Visit surechem label

Monday, 8 April 2013

SureChem and SciBite in BioInform

BioInform, a newsletter focused on life sciences software and content solutions, has a write-up on our recent partnership with SciBite. We're looking into getting a reprint, but for any subscribers out there, you can read the article here.

Friday, 5 April 2013

SureChemDirect API Outage - 03/04/2013

"Anything that can go wrong, will go wrong" - Murphy’s Law (Edward Aloysius Murphy, Jr.)

No matter how well built software is, at some point, something will go wrong. First off, we would like to apologise to any customers whose work was affected. Secondly, we would like to explain what happened. We believe that being transparent with our clients is the best way to ensure they understand that if we do encounter problems, we learn from them and work to make sure they won't happen again.

Around 14:00 GMT on April 2, SureChem experienced a system outage, which completely shut down our API infrastructure.
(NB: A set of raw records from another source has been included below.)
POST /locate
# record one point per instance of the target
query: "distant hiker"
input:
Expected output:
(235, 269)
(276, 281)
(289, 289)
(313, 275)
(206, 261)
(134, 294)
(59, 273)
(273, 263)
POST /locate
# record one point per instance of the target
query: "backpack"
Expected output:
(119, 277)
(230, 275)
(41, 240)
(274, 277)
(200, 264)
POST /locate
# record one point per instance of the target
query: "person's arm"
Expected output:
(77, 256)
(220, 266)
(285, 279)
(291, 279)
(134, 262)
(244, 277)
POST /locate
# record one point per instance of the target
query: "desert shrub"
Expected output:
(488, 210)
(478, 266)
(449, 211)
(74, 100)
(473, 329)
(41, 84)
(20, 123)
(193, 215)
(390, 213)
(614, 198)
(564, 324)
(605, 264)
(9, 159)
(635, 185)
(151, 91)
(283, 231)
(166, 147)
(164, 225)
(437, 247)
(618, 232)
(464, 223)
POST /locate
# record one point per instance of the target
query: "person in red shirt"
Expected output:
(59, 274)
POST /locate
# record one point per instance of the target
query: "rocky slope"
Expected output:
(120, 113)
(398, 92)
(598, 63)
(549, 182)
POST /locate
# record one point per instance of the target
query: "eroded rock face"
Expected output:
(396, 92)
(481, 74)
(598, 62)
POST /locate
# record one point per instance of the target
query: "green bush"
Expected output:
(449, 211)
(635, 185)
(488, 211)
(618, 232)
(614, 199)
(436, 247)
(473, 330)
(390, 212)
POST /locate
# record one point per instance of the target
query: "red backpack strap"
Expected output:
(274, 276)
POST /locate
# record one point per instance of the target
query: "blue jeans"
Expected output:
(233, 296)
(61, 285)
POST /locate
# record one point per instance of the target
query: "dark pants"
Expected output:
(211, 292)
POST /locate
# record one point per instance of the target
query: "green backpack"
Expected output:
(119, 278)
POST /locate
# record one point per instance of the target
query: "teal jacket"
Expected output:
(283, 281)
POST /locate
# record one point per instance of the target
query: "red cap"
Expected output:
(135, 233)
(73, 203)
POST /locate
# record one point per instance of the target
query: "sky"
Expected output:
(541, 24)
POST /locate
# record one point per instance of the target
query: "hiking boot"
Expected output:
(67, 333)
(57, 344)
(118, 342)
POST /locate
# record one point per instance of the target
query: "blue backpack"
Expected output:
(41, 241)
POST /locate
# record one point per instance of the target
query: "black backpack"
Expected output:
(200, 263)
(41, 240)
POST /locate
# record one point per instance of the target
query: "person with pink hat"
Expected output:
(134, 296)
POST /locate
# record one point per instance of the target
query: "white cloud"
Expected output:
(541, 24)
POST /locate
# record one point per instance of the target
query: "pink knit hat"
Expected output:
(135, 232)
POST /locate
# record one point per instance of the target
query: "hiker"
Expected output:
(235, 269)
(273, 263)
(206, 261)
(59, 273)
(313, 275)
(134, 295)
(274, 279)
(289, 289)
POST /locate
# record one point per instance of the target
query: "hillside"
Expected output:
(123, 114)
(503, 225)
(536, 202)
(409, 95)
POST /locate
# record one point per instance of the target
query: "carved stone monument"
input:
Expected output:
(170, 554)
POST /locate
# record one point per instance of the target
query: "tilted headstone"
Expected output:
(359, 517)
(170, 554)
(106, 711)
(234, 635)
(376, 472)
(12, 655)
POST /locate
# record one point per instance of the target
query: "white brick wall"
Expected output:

Our first step was to try and boot the API back up, but all of our API instances were unresponsive. After a careful diagnosis we detected that the problem was our API instances running out of disk space due to an unexpected increase in our (already large) search index.

Because we were synchronising new data onto the API instances when we ran out of disk space, the search index became corrupted. At this point our main priority shifted to resuming limited, but stable, service to make sure our clients would be able use our services again.

As a result, SureChemOpen and SureChemDirect experienced a service interruption of about 3 hours.

During and after the event we assessed what took place. The main problem was our failure to deal with the unexpected growth in the data from one of our third party vendors. Because of that we have looked at our own architecture and put in place some changes to ensure this doesn't happen again:

  • Data synchronisation was improved so that if it fails to copy the entire search index to one of the API instances it won't try and copy to any of the others
  • We’ve reviewed our storage architecture and are working to improve it and make it more resilient
  • We directly contacted our SureChemDirect customers about this outage, and thankfully no one was too adversely affected. We hope this was the case for you as well, but if not, again please accept our apologies if your work was interrupted by this event

Comments are welcome!

Tuesday, 2 April 2013

Update to our PubChem deposition - another .5M structures unique to SureChem

We recently updated our structure data deposited with PubChem, our first update since the initial deposition last December. Overall, the number of SureChem structures increased by just under 1 million, to 9.3 million. This is a fairly large number for three months' time elapsed, and is due in part to the fact that we added structures extracted from images for the years 2007-2011, as the original deposition only had structures extracted from images for 2012.

What's most interesting, and gratifying, about this deposition is the relatively high proportion of structures unique to the SureChem corpus: out of 979,214 newly added structures, more than 50% (508,155) were solely from SureChem. This should be good news to open drug discovery advocates.

The update also led to modest dips in the number of unique structures from the other sources, which makes sense of course, as there will always be overlap. It's most noticeable with SCRIPDB, since this is basically comprised of structure data from the USPTO complex work units. We are also gradually processing the complex work unit data, though we are filtering out a lot of erroneous structures that unfortunately characterise that  particular data source.

With the latest SureChem update, the number of structures from patents in PubChem now stands at more than 15 million.

For the truly curious, here is a comparison of the various patent chemistry sources in PubChem before and after our latest update, courtesy of the ever-industrious Chris Southan:

Wednesday, 27 March 2013

Digital Science collaboration with SciBite

Digital Science recently entered into a strategic partnership with SciBite. This opens up some interesting possibilities for SureChem in terms of expanding beyond patents and chemistry to other scientific full text sources and into biology. For more info, check out the post on the Digital Science website.

Monday, 4 March 2013

II-SDV Conference, 14-16 April 2013, Nice

Nicko and I will be exhibiting at the International Information Conference on Search, Data Mining and Visualization (II-SDV) from 14th to 16th April in Nice, France. 

Come by to learn about the newly released SureChemDirect: an API with a Pipeline Pilot collection and a Data Feed product and check out our free SureChemOpen patent chemistry search tool.

I will be giving a short product review on Monday 15th after lunch so you can find out about what's the latest at SureChem.

Click here for details of the program.

We look forward to seeing you there!


Wednesday, 16 January 2013

ReadCube partners with Open Access publishers Frontiers

Our friends over at ReadCube are expanding their reach. A new partnership with Open Access publisher Frontiers will enable readers to access their content view ReadCube's web reader. For more info, check out the Digital Science blog post.

Thursday, 13 December 2012

PubChem deposition 'slice and dice'

Patent chemistry maven Chris Southan has expanded his analysis of the SureChem deposition into PubChem. Those interested in how the SureChem data compares to other patent chemistry, as well as non-patent sources, in PubChem, should venture over to his latest blog post.